Im hoping things get easier soon although I know outings and holidays are always going to be tricky. I'm never keen on the baby stage anyway. If I could have given birth to 18mth olds I'd have had 10 kids. We have actually considered, ridiculous as it sounds after my posts, considered a 4th simply because we think the dynamics of 2+2 will work better and that DS will benefit from a sibling close in age.

I hope I haven't put anyone off.just sharing a different experience.
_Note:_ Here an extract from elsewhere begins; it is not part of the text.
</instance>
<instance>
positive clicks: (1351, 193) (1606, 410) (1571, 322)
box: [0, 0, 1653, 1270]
Mandy21 Wed 02-Jan-13 14:03:04

We had a slightly different situation in that we went from 0-2 (twins) then 2-3 when the twins were just 4. The 0-2 was like a sucker-punch that we never really recovered from wink so 2-3 seemed a breeze in comparison, at least the start with. The only real shocker was that the older 2 weren't having daytime naps when DD2 arrived, so whereas I'd previously been able to catch up with housework, cook, clean, sleep or just put my feet up when the twins were newborn & napping, I couldn't do that. I used naptime to actually concentrate on the twins even though I was like a zombie.
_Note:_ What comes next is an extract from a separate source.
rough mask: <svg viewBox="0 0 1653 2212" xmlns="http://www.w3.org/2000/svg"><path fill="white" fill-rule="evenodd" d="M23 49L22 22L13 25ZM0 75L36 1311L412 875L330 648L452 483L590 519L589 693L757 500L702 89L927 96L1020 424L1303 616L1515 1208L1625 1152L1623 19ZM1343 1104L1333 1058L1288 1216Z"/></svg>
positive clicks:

DD2 is now 3 (another tornado), DD1&DS are now 7 and finding time for everyone is hard (homework / stories / watching them in their various extra activities etc). I worry sometimes that my desire for Number 3 compromised the family of 4 that we had. I wouldn't change my family of 5 for the world now that DD2 is here, the 3 children are extremely close, but I do recognise that life would have been easier and we'd be better off financially if we hadn't have had her.
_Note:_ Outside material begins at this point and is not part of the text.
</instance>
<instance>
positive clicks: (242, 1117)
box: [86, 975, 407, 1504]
AmberSocks Wed 02-Jan-13 14:48:59

actually they dont have to cost more if you dont want them to.

you only genuinly need a car seat,and some clothes,i know people who dont even use nappies,iin fact you only need a car seat if you drive.

it wouldnt be for me as i love buying baby stuff-mainly clothes-but you dont need all the stuff.i think its mainly food which ends up costing more.